Decision Tree vs Random Forest

3 min readMar 1, 2019

Photo by Aldino Hartan Putra on Unsplash

This blog is about the results and observations of the works in Decision Tree and Random Forest.

Click here to check the code and the problem statement.

Part A:

The accuracies of both the models seem to be pretty close. But the accuracy on the random forest is little better than the decision tree. The speed on the decision tree seems to be little better as the random forest has to calculate for multiple trees.

Part B:

Mode of Selection of values:

The values are selected just at the point where the train accuracy increases and test accuracy is decreasing. This is shows overfit and I tried to use the values that doesn’t make the model overfit.
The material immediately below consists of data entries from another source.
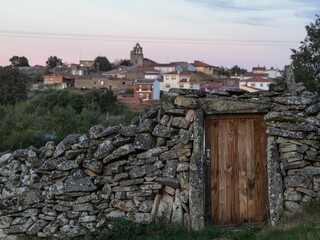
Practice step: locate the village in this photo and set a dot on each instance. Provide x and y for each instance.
(147, 80)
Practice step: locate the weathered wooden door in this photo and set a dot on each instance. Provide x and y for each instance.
(236, 146)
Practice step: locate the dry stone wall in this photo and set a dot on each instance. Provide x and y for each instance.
(154, 167)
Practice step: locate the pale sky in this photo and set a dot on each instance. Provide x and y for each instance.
(219, 32)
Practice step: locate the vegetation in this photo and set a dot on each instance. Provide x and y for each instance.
(53, 61)
(306, 59)
(17, 61)
(13, 86)
(54, 115)
(301, 226)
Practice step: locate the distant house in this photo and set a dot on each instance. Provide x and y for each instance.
(205, 68)
(172, 80)
(165, 67)
(101, 81)
(220, 83)
(184, 66)
(59, 80)
(146, 89)
(257, 82)
(273, 73)
(259, 69)
(119, 73)
(187, 83)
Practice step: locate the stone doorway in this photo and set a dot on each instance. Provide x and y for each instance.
(237, 178)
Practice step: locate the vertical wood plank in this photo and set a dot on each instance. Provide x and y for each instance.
(222, 171)
(250, 169)
(214, 170)
(242, 174)
(260, 157)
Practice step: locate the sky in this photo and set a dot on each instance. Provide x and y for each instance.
(225, 33)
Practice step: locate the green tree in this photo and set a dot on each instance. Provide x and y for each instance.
(17, 61)
(237, 70)
(13, 85)
(306, 59)
(53, 61)
(102, 64)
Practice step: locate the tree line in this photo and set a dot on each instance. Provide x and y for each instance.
(55, 114)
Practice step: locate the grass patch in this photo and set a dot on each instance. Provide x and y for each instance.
(301, 226)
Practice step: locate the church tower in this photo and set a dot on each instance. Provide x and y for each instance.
(136, 56)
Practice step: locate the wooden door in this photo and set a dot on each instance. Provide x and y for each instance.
(238, 180)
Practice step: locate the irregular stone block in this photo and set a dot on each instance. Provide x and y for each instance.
(104, 149)
(163, 131)
(79, 185)
(67, 165)
(146, 125)
(128, 131)
(119, 152)
(144, 141)
(93, 165)
(171, 182)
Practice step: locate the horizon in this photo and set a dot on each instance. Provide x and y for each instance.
(221, 33)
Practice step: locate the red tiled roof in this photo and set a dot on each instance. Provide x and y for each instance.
(200, 64)
(177, 72)
(258, 79)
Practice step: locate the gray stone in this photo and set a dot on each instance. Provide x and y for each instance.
(180, 122)
(30, 197)
(95, 131)
(144, 141)
(172, 154)
(284, 133)
(119, 152)
(292, 207)
(170, 169)
(82, 184)
(67, 165)
(5, 221)
(291, 195)
(183, 167)
(128, 131)
(121, 140)
(142, 217)
(183, 179)
(124, 206)
(5, 157)
(146, 125)
(116, 214)
(104, 149)
(146, 206)
(152, 152)
(297, 181)
(163, 131)
(171, 182)
(93, 165)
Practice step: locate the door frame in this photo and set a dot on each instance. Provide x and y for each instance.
(207, 162)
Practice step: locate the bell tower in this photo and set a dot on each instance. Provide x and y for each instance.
(136, 55)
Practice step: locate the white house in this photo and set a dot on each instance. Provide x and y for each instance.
(172, 80)
(257, 82)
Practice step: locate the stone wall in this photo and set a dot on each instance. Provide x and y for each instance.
(154, 167)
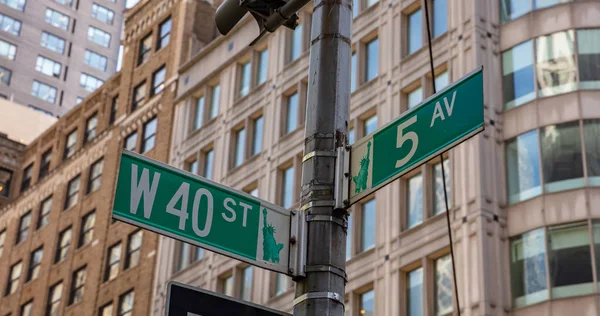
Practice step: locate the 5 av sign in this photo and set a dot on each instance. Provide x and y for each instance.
(438, 124)
(195, 210)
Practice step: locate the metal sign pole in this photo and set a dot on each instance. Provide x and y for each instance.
(321, 292)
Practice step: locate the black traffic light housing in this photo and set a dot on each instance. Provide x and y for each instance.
(269, 14)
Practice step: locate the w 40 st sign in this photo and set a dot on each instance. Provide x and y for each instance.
(438, 124)
(195, 210)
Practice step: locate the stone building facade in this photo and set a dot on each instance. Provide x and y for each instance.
(523, 194)
(60, 251)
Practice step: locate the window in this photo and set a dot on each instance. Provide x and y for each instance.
(2, 240)
(439, 204)
(570, 260)
(126, 304)
(23, 227)
(72, 192)
(54, 297)
(372, 60)
(257, 132)
(183, 259)
(370, 125)
(95, 60)
(8, 50)
(227, 286)
(139, 96)
(165, 34)
(106, 310)
(158, 81)
(440, 17)
(45, 163)
(89, 83)
(57, 19)
(149, 136)
(562, 156)
(103, 14)
(512, 9)
(246, 286)
(414, 200)
(442, 288)
(555, 63)
(588, 50)
(5, 75)
(353, 71)
(291, 113)
(98, 36)
(77, 286)
(53, 43)
(442, 80)
(131, 142)
(15, 4)
(349, 237)
(287, 193)
(528, 268)
(522, 167)
(295, 44)
(64, 242)
(367, 226)
(113, 110)
(134, 249)
(10, 25)
(112, 266)
(87, 229)
(281, 283)
(199, 113)
(367, 303)
(209, 158)
(245, 71)
(214, 104)
(95, 177)
(263, 64)
(240, 148)
(27, 309)
(90, 128)
(27, 174)
(145, 49)
(414, 40)
(45, 209)
(14, 279)
(5, 179)
(591, 130)
(414, 292)
(415, 97)
(43, 91)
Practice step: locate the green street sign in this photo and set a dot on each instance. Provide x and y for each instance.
(441, 122)
(195, 210)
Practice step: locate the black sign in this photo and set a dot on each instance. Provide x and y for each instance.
(185, 300)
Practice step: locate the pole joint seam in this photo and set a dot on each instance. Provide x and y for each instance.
(319, 153)
(326, 218)
(333, 35)
(327, 268)
(311, 204)
(317, 295)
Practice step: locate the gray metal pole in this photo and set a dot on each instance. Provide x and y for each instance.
(321, 292)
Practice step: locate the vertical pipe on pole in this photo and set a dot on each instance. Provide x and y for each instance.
(321, 292)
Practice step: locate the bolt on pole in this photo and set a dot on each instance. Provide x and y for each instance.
(321, 292)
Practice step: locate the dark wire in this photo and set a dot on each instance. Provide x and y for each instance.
(442, 163)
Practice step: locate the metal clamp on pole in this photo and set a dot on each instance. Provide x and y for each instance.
(312, 295)
(342, 178)
(298, 238)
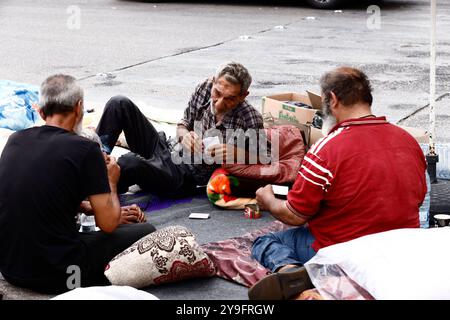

DecisionTreeClassifier(min_samples_split=0.1, min_samples_leaf=19, max_depth=5)

max_depth: range(1, 50)

selected: 5

min_samples_leaf: range(1, 50)

selected: 19

min_samples_split: [0.1, 0.2, 0.3, 0.4, 0.5, 0.6, 0.7]

selected: 0.1

RandomForestClassifier( n_estimators=8 , min_samples_leaf = 3, max_depth = 10, random_state = None)

max_depth: range(1, 50)

selected: 10

n_estimators: range(1, 50)

selected: 8

min_samples_leaf: range(1, 50)

selected: 3

max_features: range(1, 20)

selected: None

min_samples_split: np.linspace(0.1,0.9,11)

selected: None (Not necessary for this)

Part C:

Decision Tree:

I used cross-validation on the dataset and found that there is not much variance in the results compared to my original model.

Random Forest:

I used cross-validation on the dataset and found that there is not much variance in the results compared to my original model.

Part D:

KFold is used to generate 5 folds and for each fold the error on the validation is stored along with the model. And I am testing the variance of both decision tree and random forest. And as shown in the last the variance of decision tree is greater than that of random forest.

Part E:

I loaded the serialised data using joblib and I used the same random state to get the same split on the dataset for test and train. And I predicted the results with the test. The results are same.